Shel Silverstein in 1955-56
Shel Silverstein's first book, Take Ten
(1955), collected his cartoons from Pacific Stars and Stripes
. Returning to civilian life, he visited Ian Ballantine, and Ballantine Books published his second book, Grab Your Socks!
(1956), a reprint of Take Ten
with a few changes and additions. The title of the Ballantine collection was taken from the military catchphrase, heard last week on HBO's The Pacific
, when soldiers are awakened at dawn with the cry, "Drop your cocks, and grab your socks."

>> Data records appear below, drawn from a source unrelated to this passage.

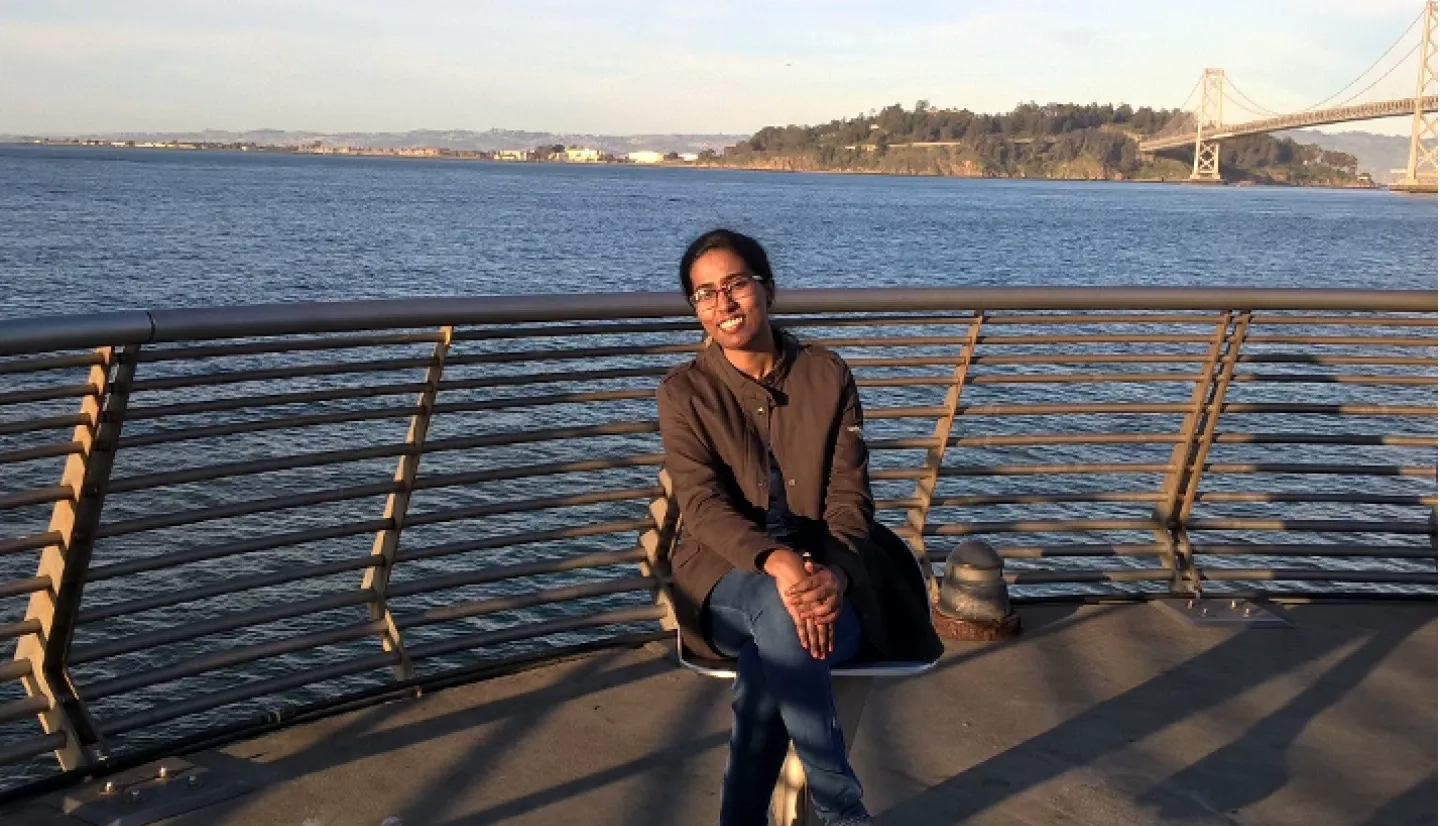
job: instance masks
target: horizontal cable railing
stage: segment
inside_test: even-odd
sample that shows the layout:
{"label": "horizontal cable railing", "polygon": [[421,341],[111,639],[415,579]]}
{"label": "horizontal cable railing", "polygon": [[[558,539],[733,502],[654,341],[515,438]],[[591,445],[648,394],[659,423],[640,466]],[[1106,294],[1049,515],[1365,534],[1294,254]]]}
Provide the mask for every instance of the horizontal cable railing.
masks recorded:
{"label": "horizontal cable railing", "polygon": [[[932,562],[983,538],[1019,600],[1318,599],[1435,594],[1435,305],[898,289],[776,311],[851,365],[877,518]],[[0,322],[0,789],[659,638],[654,393],[700,346],[653,294]]]}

This was Ballantine's introduction of Silverstein to the American public: "Several weeks ago a burly, gravel-voiced young man walked into our offices with a set of drawings which military experts immediately identified as the funniest cartoons about Army life to appear in the last decade. Shel Silverstein, who drew these cartoons, was a sensational success for almost two years in Pacific Stars and Stripes
. Whether braving the dust of Korea or working under fire from the big guns in Tokyo, Silverstein spared no pains to bring a daily ration of laughter to the troops. Now, after a brilliant military career (he rose from the ranks to become a P.F.C), Silverstein is back in civilian life. Grab Your Socks!
is his first book, a rowdy, uproarious tribute to the men who are facing the hazards of peacetime life in the new Army."

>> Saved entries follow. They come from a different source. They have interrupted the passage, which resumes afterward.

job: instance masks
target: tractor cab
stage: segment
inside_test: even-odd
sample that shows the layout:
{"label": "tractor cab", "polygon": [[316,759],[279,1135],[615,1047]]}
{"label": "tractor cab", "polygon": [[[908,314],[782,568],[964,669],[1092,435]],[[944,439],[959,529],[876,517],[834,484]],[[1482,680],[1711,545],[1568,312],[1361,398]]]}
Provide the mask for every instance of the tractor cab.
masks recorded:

Considering how many people have been in armies and how long the printing press has been invented, you'd think there would have been a surplus of good soldier humor on file. Actually, there hasn't been. Shel Silverstein has added substantially to the file. Lots of humorists get assigned to military publications, especially during wartime, and there is hardly a civilian cartoonist or gag man who hasn't contributed his share of "soldier jokes". But most of them just go right on being gag men. Silverstein didn't. The thing about real military humor is that when a soldier says something really funny he is mainly trying to ventilate his innards. He may sound silly sometimes, but behind it he's being sardonic. Many times he expresses himself in a wisecrack because if he tried to say it straight he'd simply bust down a cry. The ordinary gag man says, "See the funny soldier," and doesn't get the message. Shel Silverstein has got the message and passes it on. Motives and methods of warfare change from generation to generation, but soldiering stays pretty much the same messy proposition. The way to judge an army cartoon or any other bit of military humor is to show it to veterans of two or three recent wars. Given slight changes in costume and background, what was valid in Korea would have been valid in the Crusades. I suspect Shel Silverstein would have amused the cootie-pickingest roman centurion. As a soldier, Silverstein was witty, original and in tune with his subjects. I hope that as a civilian he waxes prosperous in his profession.
After Grab Your Socks!, Silverstein then began doing his series of cartoon sketchbook travelogues for Playboy. Traveling to London, Mexico, Spain, Africa and other four corners of the globe, Silverstein continued the series into the mid-1960s. He drew himself into the cartoons, as seen in the one above from "Silverstein on Fire Island". The series was reprinted three years ago in Silverstein Around the World (Fireside, 2007).